Overview for Summary Statistics

Calculating Summary Statistics with mosaic

The package mosaic is built to overlay the existing functions used in base R packages to be easier to use with a formula based syntax. The formula based syntax means that all mosaic generated summary statistics the code will generally take one of the following forms:

One Variable

gf_goal(~ x, data = mydata)

Two Variable - Relationships

gf_goal(y ~ x, data = mydata)

where the

  • goal will be the specific function for the graph type (e.g. mean()),
  • the y and x will be the specific variables/columns in the data and may be categorical or quantitative depending on the statistic type, and
  • mydata is the object name of your data.

Getting Started

First, be sure you have installed mosaic.

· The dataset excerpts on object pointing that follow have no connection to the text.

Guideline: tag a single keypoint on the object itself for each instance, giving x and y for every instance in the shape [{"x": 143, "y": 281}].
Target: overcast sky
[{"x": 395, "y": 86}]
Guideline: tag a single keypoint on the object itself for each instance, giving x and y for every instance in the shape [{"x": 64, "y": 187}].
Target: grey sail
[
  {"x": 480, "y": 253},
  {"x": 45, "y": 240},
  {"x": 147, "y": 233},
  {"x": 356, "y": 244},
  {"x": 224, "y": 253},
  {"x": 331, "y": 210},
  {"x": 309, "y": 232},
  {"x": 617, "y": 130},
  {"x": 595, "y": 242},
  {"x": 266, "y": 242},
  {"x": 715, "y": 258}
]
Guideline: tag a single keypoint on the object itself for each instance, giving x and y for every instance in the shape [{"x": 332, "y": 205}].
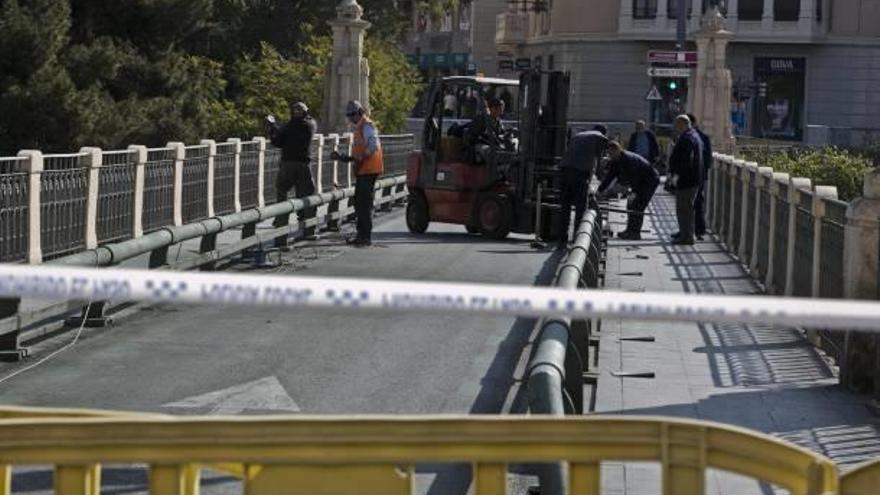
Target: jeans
[
  {"x": 364, "y": 194},
  {"x": 298, "y": 176},
  {"x": 684, "y": 210},
  {"x": 574, "y": 192}
]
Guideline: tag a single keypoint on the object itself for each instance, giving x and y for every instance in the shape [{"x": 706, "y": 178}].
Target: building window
[
  {"x": 786, "y": 10},
  {"x": 644, "y": 9},
  {"x": 672, "y": 12},
  {"x": 750, "y": 10}
]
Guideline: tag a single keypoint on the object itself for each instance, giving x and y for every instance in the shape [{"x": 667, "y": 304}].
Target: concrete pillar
[
  {"x": 765, "y": 175},
  {"x": 775, "y": 198},
  {"x": 94, "y": 160},
  {"x": 794, "y": 186},
  {"x": 768, "y": 17},
  {"x": 712, "y": 85},
  {"x": 179, "y": 157},
  {"x": 349, "y": 72},
  {"x": 33, "y": 166},
  {"x": 261, "y": 170},
  {"x": 748, "y": 169},
  {"x": 140, "y": 162},
  {"x": 236, "y": 142},
  {"x": 212, "y": 159}
]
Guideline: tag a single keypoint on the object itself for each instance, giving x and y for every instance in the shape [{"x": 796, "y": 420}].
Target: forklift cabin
[{"x": 492, "y": 190}]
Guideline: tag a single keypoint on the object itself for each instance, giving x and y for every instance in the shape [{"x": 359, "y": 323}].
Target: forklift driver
[{"x": 486, "y": 132}]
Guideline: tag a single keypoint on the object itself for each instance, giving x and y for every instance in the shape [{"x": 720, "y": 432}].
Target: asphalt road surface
[{"x": 213, "y": 360}]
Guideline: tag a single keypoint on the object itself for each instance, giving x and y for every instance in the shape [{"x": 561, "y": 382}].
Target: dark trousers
[
  {"x": 574, "y": 193},
  {"x": 637, "y": 207},
  {"x": 298, "y": 176},
  {"x": 364, "y": 194},
  {"x": 700, "y": 211}
]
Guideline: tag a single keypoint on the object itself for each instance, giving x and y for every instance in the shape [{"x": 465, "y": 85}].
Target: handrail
[{"x": 376, "y": 455}]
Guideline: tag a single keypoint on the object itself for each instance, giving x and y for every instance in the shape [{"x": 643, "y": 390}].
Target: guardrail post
[
  {"x": 212, "y": 158},
  {"x": 94, "y": 159},
  {"x": 140, "y": 162},
  {"x": 34, "y": 168},
  {"x": 261, "y": 171},
  {"x": 237, "y": 172},
  {"x": 764, "y": 174},
  {"x": 179, "y": 157},
  {"x": 747, "y": 171},
  {"x": 861, "y": 257},
  {"x": 795, "y": 185},
  {"x": 319, "y": 167},
  {"x": 819, "y": 196},
  {"x": 736, "y": 170},
  {"x": 778, "y": 178}
]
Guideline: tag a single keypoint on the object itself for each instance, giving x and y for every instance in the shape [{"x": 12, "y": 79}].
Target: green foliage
[{"x": 827, "y": 166}]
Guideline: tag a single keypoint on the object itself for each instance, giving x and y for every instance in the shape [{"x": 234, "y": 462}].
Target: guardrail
[
  {"x": 799, "y": 239},
  {"x": 378, "y": 455},
  {"x": 97, "y": 208},
  {"x": 561, "y": 357}
]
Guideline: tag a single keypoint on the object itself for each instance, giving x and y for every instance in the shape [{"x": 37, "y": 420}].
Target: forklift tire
[
  {"x": 417, "y": 218},
  {"x": 494, "y": 215}
]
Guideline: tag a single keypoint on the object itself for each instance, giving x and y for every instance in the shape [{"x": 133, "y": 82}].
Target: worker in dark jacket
[
  {"x": 629, "y": 168},
  {"x": 295, "y": 141},
  {"x": 686, "y": 176},
  {"x": 580, "y": 161},
  {"x": 643, "y": 142},
  {"x": 700, "y": 202}
]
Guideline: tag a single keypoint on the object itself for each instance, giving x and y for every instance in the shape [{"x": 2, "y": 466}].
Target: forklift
[{"x": 492, "y": 191}]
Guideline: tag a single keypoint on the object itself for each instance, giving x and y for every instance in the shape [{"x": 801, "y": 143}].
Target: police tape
[{"x": 57, "y": 283}]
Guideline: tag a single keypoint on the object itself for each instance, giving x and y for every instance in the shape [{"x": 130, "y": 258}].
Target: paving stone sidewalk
[{"x": 761, "y": 377}]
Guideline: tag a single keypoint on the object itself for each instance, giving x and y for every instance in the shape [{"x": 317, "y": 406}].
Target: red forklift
[{"x": 506, "y": 189}]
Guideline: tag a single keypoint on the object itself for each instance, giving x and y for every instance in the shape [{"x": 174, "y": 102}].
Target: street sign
[
  {"x": 669, "y": 72},
  {"x": 672, "y": 57}
]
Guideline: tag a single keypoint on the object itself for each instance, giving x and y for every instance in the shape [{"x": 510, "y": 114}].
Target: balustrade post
[
  {"x": 94, "y": 160},
  {"x": 33, "y": 166},
  {"x": 212, "y": 159},
  {"x": 795, "y": 185},
  {"x": 778, "y": 178},
  {"x": 137, "y": 210},
  {"x": 179, "y": 158},
  {"x": 261, "y": 170},
  {"x": 237, "y": 172}
]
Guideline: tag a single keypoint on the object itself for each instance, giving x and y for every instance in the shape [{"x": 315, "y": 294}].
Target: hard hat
[
  {"x": 354, "y": 107},
  {"x": 300, "y": 108}
]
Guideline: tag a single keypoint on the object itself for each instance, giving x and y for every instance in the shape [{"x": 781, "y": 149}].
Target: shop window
[
  {"x": 750, "y": 10},
  {"x": 786, "y": 10},
  {"x": 644, "y": 9}
]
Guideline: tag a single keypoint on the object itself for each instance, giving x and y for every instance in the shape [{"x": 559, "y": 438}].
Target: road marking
[{"x": 263, "y": 395}]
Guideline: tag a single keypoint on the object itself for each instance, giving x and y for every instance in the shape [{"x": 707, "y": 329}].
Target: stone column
[
  {"x": 768, "y": 17},
  {"x": 349, "y": 72},
  {"x": 711, "y": 85}
]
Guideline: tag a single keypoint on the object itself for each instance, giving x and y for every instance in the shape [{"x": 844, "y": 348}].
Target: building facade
[{"x": 802, "y": 69}]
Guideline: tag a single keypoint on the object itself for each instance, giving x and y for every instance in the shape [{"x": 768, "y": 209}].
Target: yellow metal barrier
[{"x": 376, "y": 456}]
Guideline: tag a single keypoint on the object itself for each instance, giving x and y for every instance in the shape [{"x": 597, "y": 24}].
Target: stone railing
[
  {"x": 53, "y": 205},
  {"x": 798, "y": 239}
]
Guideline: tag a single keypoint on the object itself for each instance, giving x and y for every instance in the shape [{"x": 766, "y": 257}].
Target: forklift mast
[{"x": 543, "y": 134}]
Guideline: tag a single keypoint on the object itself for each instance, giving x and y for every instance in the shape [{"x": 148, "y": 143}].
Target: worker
[
  {"x": 700, "y": 202},
  {"x": 369, "y": 164},
  {"x": 643, "y": 142},
  {"x": 486, "y": 129},
  {"x": 630, "y": 168},
  {"x": 578, "y": 165},
  {"x": 686, "y": 176},
  {"x": 295, "y": 141}
]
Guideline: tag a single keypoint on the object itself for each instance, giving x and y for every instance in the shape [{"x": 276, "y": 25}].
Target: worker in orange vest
[{"x": 369, "y": 164}]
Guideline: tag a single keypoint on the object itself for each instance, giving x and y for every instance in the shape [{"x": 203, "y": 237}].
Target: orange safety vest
[{"x": 375, "y": 163}]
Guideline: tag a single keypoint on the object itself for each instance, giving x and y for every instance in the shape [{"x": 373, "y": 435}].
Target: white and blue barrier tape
[{"x": 59, "y": 283}]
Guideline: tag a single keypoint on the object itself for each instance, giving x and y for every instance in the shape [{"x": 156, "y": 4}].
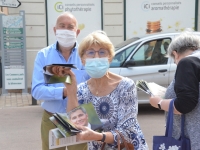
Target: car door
[{"x": 148, "y": 61}]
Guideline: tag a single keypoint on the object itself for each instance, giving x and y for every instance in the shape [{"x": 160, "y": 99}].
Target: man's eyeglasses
[{"x": 91, "y": 53}]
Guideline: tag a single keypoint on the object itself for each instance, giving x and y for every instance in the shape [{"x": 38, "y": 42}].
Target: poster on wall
[
  {"x": 158, "y": 16},
  {"x": 87, "y": 12}
]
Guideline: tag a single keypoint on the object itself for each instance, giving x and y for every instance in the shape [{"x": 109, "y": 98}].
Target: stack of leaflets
[
  {"x": 65, "y": 133},
  {"x": 57, "y": 73},
  {"x": 151, "y": 88}
]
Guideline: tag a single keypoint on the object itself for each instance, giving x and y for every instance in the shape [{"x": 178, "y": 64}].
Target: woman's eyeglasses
[{"x": 102, "y": 53}]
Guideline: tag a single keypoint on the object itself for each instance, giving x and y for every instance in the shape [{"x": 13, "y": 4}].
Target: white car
[{"x": 144, "y": 58}]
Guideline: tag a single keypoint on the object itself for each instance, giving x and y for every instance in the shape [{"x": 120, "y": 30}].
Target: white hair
[{"x": 187, "y": 40}]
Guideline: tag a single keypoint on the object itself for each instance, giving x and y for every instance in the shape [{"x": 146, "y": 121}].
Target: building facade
[{"x": 36, "y": 26}]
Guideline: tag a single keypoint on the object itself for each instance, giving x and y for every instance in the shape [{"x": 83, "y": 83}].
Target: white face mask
[{"x": 66, "y": 38}]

Remember, you only need to install the package once on your machine.

Then, be sure to load the package mosaic. Remember, you need to do this with each new Quarto/RMarkdown document or R Session.

library(mosaic) #for summary stats

Data Structures

In order to make graphs, your data needs to be “tidy”. That means it should have the structure:

  • Every Column is a Variable
  • Every Row is an Individual/Case
  • Every Cell is a Single Value

Here is an example of “tidy” data using data from a package called palmerpenguins (remember to install it!). First, load the package.

library(palmerpenguins)

Here is a snippet of the data:

Palmer Penguins
species island bill_length_mm bill_depth_mm flipper_length_mm body_mass_g sex year
Adelie Biscoe 42.0 19.5 200 4050 male 2008
Adelie Torgersen 42.5 20.7 197 4500 male 2007
Adelie Torgersen 36.6 17.8 185 3700 female 2007
Chinstrap Dream 46.4 18.6 190 3450 female 2007
Chinstrap Dream 45.2 17.8 198 3950 female 2007
Gentoo Biscoe 47.4 14.6 212 4725 female 2009
Gentoo Biscoe 49.1 14.8 220 5150 female 2008
Gentoo Biscoe 45.8 14.6 210 4200 female 2007
Chinstrap Dream 52.0 20.7 210 4800 male 2008
Adelie Torgersen 42.0 20.2 190 4250 NA 2007

We notice that each column is a variable, such as

  • species is the species of penguin
  • island is the location/island on which the penguin is found
  • bill_length_mm is the length of the penguin’s bill in millimeters (mm)

We also notice that each row represents a single penguin and its characteristics. Each cell contains a single value associated with a specific variable measured on a specific penguin.